On May 16, 2009, at 11:22 AM, Antony Blakey wrote:
On 16/05/2009, at 11:07 PM, Adam Kocoloski wrote:
No, I don't believe so. ibrowse accepts a {stream_to, pid()}
option. It accumulates packets until it reaches a threshold
configurable by {stream_chunk_size, integer()} (default 1MB), then
sends the data to the Pid. I don't think ibrowse is writing to
disk at any point in the process. We do see that when streaming
really large attachments, ibrowse becomes the biggest memory user
in the emulator.
This is what I thought was happening, which means that with small
documents with many attachments (say > 1Mb) you could potentially
end up with masses of open connections representing data promises
that are only forced at checkpoint time, so that's not scalable. I
think the number of open ibrowse connections (which I see doesn't
neccessariy match the number of unforced promises), needs to be an
input to the checkpoint decision.
So, I think there's still some confusion here. By "open connections"
do you mean TCP connections to the source? That number is never
higher than 10. ibrowse does pipeline requests on those 10
connections, so there could be as many as 1000 simultaneous HTTP
requests. However, those requests complete as soon as the data
reaches the ibrowse client process, so in fact the number of
outstanding request during replication is usually very small. We're
not doing flow control at the TCP socket layer.
If by "open connections" you really mean "attachment receiver
processes spawned by the couch_rep gen_server" I think you'd be closer
to the mark. We can get an approximate handle on that just by
counting the number of links to the gen_server.

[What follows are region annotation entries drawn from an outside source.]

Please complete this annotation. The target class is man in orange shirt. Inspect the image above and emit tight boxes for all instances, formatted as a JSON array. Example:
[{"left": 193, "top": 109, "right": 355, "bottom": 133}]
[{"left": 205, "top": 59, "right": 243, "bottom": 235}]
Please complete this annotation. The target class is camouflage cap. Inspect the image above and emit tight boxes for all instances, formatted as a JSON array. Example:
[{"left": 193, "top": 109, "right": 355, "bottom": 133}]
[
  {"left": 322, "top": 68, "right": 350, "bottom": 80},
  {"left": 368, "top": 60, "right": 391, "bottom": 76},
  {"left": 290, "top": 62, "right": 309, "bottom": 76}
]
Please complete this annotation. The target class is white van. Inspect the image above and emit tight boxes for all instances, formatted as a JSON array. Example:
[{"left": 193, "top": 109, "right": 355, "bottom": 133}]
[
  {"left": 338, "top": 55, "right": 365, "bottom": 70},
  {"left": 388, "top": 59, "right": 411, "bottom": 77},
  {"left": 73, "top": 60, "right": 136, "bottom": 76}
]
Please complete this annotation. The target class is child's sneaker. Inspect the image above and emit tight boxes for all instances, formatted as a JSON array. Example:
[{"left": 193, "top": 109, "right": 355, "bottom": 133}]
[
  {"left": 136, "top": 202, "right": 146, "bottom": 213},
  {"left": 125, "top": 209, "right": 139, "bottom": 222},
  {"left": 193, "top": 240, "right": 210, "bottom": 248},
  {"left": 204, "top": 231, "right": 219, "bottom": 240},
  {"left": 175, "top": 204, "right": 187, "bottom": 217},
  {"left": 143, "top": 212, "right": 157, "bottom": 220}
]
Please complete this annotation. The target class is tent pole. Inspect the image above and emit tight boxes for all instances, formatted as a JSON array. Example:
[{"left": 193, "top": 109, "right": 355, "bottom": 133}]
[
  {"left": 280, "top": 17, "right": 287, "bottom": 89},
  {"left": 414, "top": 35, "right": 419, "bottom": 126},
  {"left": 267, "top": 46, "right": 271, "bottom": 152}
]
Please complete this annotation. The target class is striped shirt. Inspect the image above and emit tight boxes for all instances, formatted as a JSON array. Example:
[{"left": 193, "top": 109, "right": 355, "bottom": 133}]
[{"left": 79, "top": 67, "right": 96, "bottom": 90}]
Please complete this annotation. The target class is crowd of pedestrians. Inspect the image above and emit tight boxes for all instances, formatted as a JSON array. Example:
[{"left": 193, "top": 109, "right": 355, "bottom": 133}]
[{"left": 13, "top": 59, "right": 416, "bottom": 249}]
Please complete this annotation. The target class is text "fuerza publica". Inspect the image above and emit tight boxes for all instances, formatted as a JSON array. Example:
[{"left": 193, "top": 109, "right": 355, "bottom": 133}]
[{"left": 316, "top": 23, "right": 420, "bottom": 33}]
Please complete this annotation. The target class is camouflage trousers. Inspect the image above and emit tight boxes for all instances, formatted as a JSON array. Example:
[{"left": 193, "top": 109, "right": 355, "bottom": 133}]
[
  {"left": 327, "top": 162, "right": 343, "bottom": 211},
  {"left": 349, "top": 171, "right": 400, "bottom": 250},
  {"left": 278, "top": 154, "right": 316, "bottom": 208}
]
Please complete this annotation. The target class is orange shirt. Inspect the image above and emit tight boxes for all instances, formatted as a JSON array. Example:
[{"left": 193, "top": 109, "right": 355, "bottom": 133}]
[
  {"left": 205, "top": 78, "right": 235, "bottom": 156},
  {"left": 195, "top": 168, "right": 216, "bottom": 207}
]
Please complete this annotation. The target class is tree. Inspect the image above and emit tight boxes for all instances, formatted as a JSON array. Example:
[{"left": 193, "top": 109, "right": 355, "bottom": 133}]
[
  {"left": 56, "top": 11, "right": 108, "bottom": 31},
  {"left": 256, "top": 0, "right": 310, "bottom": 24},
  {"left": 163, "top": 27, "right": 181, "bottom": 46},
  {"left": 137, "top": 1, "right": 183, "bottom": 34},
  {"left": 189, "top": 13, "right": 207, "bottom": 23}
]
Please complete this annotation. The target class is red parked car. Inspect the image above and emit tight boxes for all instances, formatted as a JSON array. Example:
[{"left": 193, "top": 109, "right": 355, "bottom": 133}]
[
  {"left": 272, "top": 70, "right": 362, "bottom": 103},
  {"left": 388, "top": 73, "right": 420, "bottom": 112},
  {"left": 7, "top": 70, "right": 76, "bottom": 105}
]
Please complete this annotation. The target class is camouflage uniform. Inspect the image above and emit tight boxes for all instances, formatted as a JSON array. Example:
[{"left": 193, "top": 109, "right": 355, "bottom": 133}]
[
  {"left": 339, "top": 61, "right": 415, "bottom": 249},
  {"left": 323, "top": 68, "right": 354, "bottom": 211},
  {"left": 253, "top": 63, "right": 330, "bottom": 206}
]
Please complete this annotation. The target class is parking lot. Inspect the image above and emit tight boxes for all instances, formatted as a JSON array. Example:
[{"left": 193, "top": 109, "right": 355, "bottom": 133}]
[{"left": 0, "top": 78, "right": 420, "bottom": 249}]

I'm not sure I understand what part is "not scalable". I agree that
ignoring the attachment receivers and their mailboxes when deciding
whether to checkpoint is a big problem. I'm testing a fix for that
right now. Is there something else you meant by that statement? Best,
Adam
P.S. One issue in my mind is that we only do the checkpoint test after
we receive a document. We could end up in a situation where a
document request is sitting in a pipeline behind a huge attachment,
and the checkpoint test won't execute until the entire attachment is
downloaded into memory. There are ways around this, e.g. using
ibrowse:spawn_link_worker_process/2 to bypass the default connection
pool for attachment downloads.